Inspired by Peter Donnelly's talk at TED, in which he discusses how long it would take for a certain pattern to appear in a series of coin tosses, I created the following script in R. Given two patterns 'hth' and 'htt', it calculates how long it takes (i.e. how many coin tosses) on average before you hit one of these patterns.
coin <- c('h','t')
hit <- function(seq) {
miss <- TRUE
fail <- 3
trp <- sample(coin,3,replace=T)
while (miss) {
if (all(seq == trp)) {
miss <- FALSE
}
else {
trp <- c(trp[2],trp[3],sample(coin,1,T))
fail <- fail + 1
}
}
return(fail)
}
n <- 5000
trials <- data.frame("hth"=rep(NA,n),"htt"=rep(NA,n))
hth <- c('h','t','h')
htt <- c('h','t','t')
set.seed(4321)
for (i in 1:n) {
trials[i,] <- c(hit(hth),hit(htt))
}
summary(trials)
The summary statistics are as follows,
hth htt
Min. : 3.00 Min. : 3.000
1st Qu.: 4.00 1st Qu.: 5.000
Median : 8.00 Median : 7.000
Mean :10.08 Mean : 8.014
3rd Qu.:13.00 3rd Qu.:10.000
Max. :70.00 Max. :42.000
In the talk it is explained that the average number of coin tosses would be different for the two patterns; as can be seen from my simulation. Despite watching the talk a few times I'm still not quite getting why this would be the case. I understand that 'hth' overlaps itself and intuitively I would think that you would hit 'hth' sooner than 'htt', but this is not the case. I would really appreciate it if someone could explain this to me.
Best Answer
Think about what happens the first time you get an H followed by a T.

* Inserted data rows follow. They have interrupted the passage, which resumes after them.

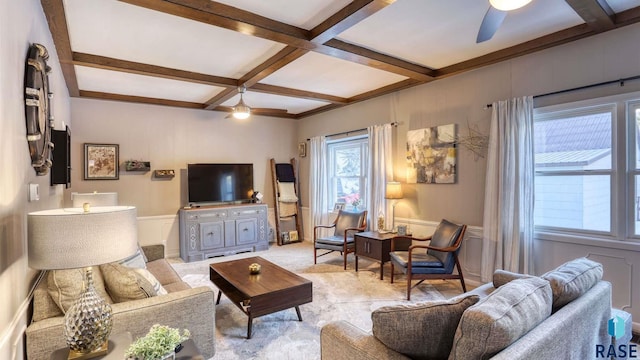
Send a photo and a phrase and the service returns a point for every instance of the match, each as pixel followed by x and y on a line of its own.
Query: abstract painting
pixel 431 155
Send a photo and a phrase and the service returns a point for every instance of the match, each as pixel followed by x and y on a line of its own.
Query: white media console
pixel 210 231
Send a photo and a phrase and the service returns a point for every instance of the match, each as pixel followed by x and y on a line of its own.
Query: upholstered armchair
pixel 345 225
pixel 437 262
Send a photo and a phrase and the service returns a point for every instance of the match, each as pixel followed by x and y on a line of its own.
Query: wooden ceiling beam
pixel 239 20
pixel 106 63
pixel 595 13
pixel 347 17
pixel 54 11
pixel 364 56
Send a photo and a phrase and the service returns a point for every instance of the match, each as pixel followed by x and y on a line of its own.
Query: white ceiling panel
pixel 116 82
pixel 262 100
pixel 122 31
pixel 441 33
pixel 304 14
pixel 331 76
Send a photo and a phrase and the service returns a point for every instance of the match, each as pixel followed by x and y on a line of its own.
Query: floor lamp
pixel 76 238
pixel 393 192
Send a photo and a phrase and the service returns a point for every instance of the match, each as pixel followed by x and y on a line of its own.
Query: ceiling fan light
pixel 507 5
pixel 241 111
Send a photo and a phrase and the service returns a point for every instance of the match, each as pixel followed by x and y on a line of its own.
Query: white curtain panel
pixel 318 189
pixel 508 204
pixel 380 171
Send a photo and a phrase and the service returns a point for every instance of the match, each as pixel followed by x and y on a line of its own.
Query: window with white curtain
pixel 586 180
pixel 347 170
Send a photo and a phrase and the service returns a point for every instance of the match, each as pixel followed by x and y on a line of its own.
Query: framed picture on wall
pixel 302 149
pixel 101 162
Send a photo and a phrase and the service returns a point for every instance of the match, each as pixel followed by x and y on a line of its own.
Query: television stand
pixel 217 230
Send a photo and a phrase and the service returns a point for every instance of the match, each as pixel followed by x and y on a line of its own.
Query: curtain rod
pixel 395 123
pixel 620 81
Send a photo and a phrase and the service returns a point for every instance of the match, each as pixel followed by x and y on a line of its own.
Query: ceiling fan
pixel 242 111
pixel 495 16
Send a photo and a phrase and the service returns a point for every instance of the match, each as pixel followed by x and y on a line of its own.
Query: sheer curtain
pixel 380 171
pixel 508 206
pixel 317 181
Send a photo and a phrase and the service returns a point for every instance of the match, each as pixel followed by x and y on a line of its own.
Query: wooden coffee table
pixel 273 289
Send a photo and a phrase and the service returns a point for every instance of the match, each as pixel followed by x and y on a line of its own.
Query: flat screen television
pixel 219 183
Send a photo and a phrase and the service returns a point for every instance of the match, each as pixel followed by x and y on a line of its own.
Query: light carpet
pixel 337 295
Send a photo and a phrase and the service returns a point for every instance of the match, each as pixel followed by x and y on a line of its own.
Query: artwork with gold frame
pixel 431 155
pixel 101 162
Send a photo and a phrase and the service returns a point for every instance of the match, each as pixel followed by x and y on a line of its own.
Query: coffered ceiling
pixel 297 57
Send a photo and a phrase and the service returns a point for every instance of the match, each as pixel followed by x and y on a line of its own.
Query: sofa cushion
pixel 501 277
pixel 501 318
pixel 572 279
pixel 125 284
pixel 421 331
pixel 163 271
pixel 65 286
pixel 137 260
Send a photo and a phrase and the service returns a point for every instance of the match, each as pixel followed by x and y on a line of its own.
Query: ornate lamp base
pixel 88 323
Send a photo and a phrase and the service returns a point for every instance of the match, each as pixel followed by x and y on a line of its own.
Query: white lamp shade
pixel 94 199
pixel 393 191
pixel 71 238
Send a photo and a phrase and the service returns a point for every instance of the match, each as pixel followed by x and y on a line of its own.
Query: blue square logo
pixel 615 327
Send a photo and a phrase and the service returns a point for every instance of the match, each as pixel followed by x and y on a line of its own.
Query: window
pixel 586 180
pixel 347 163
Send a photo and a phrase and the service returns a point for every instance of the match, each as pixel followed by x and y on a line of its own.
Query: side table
pixel 373 245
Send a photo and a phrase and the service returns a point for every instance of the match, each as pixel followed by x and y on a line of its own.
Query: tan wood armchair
pixel 342 240
pixel 435 263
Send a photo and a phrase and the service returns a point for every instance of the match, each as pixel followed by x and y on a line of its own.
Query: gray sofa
pixel 572 306
pixel 182 307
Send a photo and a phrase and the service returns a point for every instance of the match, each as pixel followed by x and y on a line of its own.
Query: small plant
pixel 159 341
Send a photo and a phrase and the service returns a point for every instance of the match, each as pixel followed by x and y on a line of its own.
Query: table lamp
pixel 74 238
pixel 393 192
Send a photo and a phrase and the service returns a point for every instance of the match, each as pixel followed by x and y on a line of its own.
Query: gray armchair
pixel 435 263
pixel 345 225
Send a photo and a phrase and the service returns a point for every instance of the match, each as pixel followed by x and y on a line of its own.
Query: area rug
pixel 337 295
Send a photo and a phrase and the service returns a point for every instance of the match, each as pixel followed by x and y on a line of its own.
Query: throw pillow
pixel 501 318
pixel 422 331
pixel 43 305
pixel 125 284
pixel 501 277
pixel 65 286
pixel 572 279
pixel 157 287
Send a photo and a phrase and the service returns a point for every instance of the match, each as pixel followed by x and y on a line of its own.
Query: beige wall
pixel 21 23
pixel 461 99
pixel 170 138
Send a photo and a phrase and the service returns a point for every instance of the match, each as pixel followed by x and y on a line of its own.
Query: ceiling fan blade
pixel 490 24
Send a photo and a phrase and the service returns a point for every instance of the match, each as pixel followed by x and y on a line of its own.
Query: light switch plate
pixel 34 192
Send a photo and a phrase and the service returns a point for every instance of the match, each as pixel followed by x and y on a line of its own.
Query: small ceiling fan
pixel 242 111
pixel 495 16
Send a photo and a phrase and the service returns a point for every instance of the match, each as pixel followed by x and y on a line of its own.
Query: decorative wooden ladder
pixel 286 171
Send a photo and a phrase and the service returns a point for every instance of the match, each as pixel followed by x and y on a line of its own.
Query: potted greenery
pixel 159 343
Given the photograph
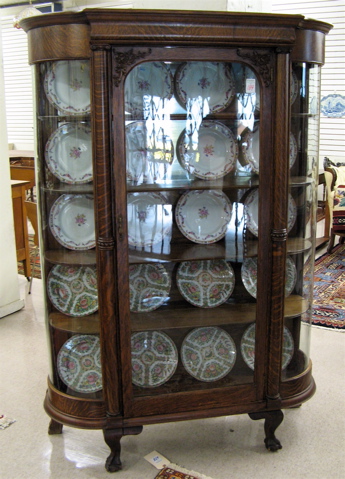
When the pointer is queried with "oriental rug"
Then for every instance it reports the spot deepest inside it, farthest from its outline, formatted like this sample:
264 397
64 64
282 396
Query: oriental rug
329 290
34 257
176 472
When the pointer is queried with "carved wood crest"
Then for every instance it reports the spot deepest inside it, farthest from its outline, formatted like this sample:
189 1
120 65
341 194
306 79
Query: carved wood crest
122 60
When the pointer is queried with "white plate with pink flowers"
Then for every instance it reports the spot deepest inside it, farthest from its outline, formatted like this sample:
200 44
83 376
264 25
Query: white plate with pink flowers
72 222
203 215
68 153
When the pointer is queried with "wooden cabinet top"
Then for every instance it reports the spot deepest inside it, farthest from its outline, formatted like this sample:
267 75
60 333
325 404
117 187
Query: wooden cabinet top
48 33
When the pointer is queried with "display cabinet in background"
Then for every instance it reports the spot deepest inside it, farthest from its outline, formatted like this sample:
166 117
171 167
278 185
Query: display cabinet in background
177 162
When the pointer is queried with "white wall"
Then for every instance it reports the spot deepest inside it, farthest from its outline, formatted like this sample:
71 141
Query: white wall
9 289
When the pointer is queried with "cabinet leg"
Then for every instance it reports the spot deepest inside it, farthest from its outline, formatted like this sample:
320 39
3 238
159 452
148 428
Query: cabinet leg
272 420
55 427
112 438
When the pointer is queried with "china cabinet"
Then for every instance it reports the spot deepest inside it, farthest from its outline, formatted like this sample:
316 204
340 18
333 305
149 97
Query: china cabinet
177 169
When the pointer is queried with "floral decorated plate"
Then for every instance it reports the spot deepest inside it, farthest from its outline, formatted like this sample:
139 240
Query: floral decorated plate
67 86
249 274
149 152
210 154
149 218
206 283
68 153
73 289
251 206
79 363
72 222
293 150
210 83
154 358
248 346
203 215
250 148
208 354
146 88
149 286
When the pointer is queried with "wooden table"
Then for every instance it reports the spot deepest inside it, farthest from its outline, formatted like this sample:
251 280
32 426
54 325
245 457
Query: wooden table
21 224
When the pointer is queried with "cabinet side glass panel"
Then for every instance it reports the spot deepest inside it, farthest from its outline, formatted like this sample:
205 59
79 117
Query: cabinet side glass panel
303 189
192 153
67 241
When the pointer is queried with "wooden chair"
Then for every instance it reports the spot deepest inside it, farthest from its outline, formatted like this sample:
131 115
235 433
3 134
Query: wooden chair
31 211
334 177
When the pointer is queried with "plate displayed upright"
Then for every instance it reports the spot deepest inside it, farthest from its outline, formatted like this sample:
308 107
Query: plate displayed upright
211 84
250 148
203 215
79 363
208 354
154 358
149 286
68 153
67 86
205 283
146 88
149 152
248 347
149 218
72 222
211 153
73 289
251 206
249 274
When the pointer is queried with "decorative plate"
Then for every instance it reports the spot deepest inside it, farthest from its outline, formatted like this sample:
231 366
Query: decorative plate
248 346
211 84
149 286
154 358
208 354
251 205
72 222
73 289
68 153
79 363
294 88
149 218
249 274
211 153
149 151
207 283
203 215
67 86
146 86
293 150
250 148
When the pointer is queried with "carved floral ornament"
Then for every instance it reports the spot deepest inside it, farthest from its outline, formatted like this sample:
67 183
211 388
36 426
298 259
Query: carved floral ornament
122 60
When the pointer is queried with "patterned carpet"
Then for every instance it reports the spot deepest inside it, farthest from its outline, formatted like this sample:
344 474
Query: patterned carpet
329 290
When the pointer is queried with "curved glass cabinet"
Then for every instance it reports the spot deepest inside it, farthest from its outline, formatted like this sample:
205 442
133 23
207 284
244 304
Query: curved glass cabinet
177 192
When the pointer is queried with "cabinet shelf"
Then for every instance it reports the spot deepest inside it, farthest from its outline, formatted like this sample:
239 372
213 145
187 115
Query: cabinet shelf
227 182
85 325
181 315
71 257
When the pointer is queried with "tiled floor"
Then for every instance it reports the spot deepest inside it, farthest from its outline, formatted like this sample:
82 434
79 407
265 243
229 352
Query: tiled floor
223 448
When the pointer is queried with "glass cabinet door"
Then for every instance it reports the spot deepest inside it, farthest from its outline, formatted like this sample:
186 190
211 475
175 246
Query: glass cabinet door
66 205
304 154
192 154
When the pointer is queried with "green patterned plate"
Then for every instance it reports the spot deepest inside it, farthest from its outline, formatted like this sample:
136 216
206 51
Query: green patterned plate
207 283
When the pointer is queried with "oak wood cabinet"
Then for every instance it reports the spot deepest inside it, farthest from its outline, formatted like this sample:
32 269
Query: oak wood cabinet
177 158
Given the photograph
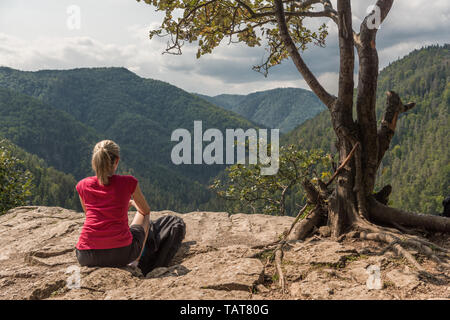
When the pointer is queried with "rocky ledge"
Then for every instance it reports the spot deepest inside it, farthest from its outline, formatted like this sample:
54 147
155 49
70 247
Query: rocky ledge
220 258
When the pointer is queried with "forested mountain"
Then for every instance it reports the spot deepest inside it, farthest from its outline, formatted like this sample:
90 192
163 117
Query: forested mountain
59 115
282 108
50 186
417 164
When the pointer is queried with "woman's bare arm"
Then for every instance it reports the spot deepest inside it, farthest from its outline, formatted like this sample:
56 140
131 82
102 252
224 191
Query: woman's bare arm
82 204
139 201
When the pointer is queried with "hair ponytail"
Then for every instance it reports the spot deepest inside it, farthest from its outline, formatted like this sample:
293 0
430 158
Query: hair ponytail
103 157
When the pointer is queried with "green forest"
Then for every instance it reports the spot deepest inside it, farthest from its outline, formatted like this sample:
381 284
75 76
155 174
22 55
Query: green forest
52 119
417 164
282 108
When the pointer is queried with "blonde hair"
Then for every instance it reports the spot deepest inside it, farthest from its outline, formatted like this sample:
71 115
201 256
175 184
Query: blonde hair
105 153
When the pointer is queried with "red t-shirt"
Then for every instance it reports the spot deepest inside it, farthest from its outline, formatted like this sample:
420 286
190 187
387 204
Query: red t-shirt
106 224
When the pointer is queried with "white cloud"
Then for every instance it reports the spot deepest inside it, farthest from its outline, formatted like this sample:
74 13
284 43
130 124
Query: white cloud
119 37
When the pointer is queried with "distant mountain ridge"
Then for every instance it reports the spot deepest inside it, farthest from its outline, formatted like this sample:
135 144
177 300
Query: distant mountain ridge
60 114
281 108
417 164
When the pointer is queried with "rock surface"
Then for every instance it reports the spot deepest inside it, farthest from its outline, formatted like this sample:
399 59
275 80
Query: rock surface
217 260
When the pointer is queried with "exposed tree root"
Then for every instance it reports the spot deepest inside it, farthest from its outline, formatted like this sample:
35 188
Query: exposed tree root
278 259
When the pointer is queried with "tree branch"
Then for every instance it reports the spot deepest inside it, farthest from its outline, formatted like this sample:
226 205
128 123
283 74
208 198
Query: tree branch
387 214
310 79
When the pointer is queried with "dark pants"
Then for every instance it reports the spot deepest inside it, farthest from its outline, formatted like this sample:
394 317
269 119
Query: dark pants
163 241
116 257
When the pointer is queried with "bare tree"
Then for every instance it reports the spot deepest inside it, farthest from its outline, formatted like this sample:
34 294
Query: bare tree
351 208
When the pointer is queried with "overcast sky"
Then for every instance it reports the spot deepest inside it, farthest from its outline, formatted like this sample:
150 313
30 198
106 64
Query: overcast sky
34 35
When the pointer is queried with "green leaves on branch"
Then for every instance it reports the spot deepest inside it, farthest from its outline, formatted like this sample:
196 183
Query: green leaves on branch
252 22
247 188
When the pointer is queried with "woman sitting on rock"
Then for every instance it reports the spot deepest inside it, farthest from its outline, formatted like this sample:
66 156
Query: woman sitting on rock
106 240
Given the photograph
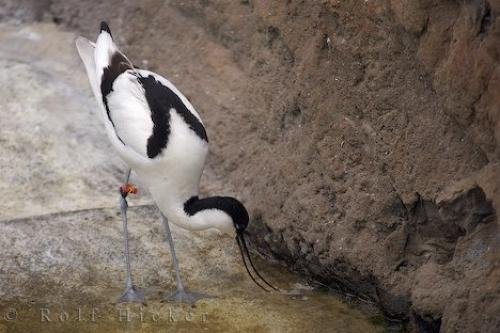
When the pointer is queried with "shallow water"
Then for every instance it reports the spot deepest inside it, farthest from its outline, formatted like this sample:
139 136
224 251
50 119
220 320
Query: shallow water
62 262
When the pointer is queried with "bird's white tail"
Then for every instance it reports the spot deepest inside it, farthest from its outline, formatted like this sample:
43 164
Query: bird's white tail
86 51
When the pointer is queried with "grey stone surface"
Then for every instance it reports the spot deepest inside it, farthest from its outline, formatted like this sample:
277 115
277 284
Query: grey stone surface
60 229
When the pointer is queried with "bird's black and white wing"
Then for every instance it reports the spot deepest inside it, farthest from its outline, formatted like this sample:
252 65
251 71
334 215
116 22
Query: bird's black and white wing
141 109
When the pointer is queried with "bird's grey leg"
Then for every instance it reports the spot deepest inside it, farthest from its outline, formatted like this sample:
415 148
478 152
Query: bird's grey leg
131 294
180 295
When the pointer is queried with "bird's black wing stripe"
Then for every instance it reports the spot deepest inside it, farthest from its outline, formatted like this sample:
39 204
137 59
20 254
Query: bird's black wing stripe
118 65
230 206
105 27
161 100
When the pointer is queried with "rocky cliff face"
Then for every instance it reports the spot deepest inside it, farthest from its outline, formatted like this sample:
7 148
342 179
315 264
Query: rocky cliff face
363 135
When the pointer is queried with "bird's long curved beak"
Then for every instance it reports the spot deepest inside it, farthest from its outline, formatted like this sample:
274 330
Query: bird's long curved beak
245 254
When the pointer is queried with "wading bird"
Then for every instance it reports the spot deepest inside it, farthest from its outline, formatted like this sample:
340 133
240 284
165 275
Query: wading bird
158 133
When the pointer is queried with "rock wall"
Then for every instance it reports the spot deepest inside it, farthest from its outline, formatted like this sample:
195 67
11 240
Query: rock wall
363 136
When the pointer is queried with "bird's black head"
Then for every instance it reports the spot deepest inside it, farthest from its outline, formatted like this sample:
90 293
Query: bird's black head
239 215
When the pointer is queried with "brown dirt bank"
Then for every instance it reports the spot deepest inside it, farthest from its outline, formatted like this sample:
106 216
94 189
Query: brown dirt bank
363 135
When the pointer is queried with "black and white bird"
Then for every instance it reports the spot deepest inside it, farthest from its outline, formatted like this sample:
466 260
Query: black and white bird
161 137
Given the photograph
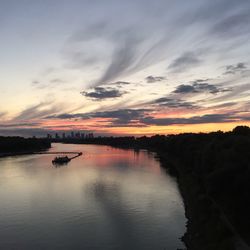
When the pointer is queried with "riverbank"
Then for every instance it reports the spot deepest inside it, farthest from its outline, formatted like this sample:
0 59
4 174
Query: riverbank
213 172
207 226
11 146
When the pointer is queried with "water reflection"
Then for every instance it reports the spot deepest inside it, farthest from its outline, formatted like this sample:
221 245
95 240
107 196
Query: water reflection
106 199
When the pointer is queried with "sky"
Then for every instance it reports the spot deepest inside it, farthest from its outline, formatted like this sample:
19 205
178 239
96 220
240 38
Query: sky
134 67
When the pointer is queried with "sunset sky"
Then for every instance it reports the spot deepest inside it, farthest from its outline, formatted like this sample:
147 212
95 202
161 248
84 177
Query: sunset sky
134 67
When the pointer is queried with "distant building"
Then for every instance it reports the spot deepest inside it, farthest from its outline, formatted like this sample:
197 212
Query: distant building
49 136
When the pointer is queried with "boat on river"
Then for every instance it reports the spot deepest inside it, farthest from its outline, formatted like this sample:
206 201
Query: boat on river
61 160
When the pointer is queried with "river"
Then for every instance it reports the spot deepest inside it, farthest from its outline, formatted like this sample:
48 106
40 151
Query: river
107 198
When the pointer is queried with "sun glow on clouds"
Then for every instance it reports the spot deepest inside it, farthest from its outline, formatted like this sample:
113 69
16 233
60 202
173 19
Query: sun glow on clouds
170 67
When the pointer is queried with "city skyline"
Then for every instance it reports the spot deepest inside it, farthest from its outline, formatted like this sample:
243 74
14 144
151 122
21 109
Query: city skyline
124 67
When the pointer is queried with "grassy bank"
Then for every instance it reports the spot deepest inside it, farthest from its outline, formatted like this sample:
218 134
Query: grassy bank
18 145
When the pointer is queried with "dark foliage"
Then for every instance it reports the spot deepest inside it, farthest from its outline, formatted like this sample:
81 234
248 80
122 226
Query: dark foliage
19 144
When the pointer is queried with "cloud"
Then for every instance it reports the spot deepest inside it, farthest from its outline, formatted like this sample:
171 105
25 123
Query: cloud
152 79
174 103
2 114
38 111
19 125
233 25
233 69
186 61
119 117
101 93
209 118
198 87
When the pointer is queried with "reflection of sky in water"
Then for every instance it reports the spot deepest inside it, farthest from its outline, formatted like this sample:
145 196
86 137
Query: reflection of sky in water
106 199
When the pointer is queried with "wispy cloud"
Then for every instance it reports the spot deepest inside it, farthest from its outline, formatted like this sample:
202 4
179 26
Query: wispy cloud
100 93
209 118
152 79
185 62
198 87
233 69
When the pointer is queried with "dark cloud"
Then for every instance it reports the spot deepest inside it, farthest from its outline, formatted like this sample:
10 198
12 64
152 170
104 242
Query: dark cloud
233 25
185 62
38 111
100 93
123 55
119 117
2 114
236 68
198 87
209 118
152 79
173 103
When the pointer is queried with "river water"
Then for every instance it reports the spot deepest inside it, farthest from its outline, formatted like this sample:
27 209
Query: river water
106 199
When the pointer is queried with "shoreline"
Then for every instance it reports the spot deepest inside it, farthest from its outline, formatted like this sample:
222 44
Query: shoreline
207 226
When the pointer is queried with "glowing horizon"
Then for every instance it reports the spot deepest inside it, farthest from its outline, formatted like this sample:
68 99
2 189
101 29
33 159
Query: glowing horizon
124 68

Case 1: you're looking for H-T-H, and you've seen H-T for the first time. If the next toss is H, you're done. If it's T, you're back to square one: since the last two tosses were T-T you now need the full H-T-H.
Case 2: you're looking for H-T-T, and you've seen H-T for the first time. If the next toss is T, you're done. If it's H, this is clearly a setback; however, it's a minor one since you now have the H and only need -T-T. If the next toss is H, this makes your situation no worse, whereas T makes it better, and so on.
Put another way, in case 2 the first H that you see takes you 1/3 of the way, and from that point on you never have to start from scratch. This is not true in case 1, where a T-T erases all progress you've made.